Elles sont bien loin de la réalité puisqu’il s’agit en réalité d’une zombie…

Et alors c’est parti, sans le savoir, les femmes vont accueillir chez elles la zombie avec qui elles vont apprendre à partager leur vies. Mais tout n’est pas simple quand on cohabite entre femmes. Surtout quand on a toutes tué nos maris pour toucher de l’argent et que ce qu’on pense être des fantômes sont des revenants.

Puis pour couronner le tout, Trash, notre zombie, est affamée de chaire fraiche, écoute du punk à tue-tête et cherche de la bière à longueur de journée.

En parallèle  la ville est gouvernée par une jeune paralysée.
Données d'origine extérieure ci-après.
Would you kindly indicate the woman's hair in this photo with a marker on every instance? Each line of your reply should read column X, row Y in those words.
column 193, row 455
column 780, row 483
Elle a entendu les secrets de toutes les familles et est prête à les répétés pour son bien personnel.

Et n’oublions pas aussi la critique sociale des riches. Le but de certains habitants étant de reproduire la révolution Française. Ils veulent piller les riches qui ne savent plus quoi faire de leur argent et dont les enfants se font un malin plaisir à faire violer les femmes par des pauvres bougres qui n’ont pas vraiment le choix… Et ils filment le tout.

Non mais sérieux. Qu’est-ce qui a bien pu passer par la tête de notre auteur ?

J’ai trouvé ce roman un peu plus long, je m’attendais à ce qu’il y ait plus de scène trash je pense. Cependant le bouquet final est absolument sublime et vaut le coup d’être lu.

L’écriture est toujours aussi incisive et on n’en décroche pas malgré tout. C’est un roman puissant tant dans la parole que dans la symbolique, surtout quand on sait que l’auteur se serait inspiré librement d’une ville Argentine dans laquelle la drogue tourne à foison…

Un soupçon de réalité qui fait peur pour pimenter votre lecture !

Retrouvez encore et toujours une playlist à la fin de l’ouvrage ! Merci Asphalte !

Bonne découverte !

Bibliographie :

Côté cour (Asphalte, Mai 2013)

Berazachussetts (Asphalte, Novembre 2011)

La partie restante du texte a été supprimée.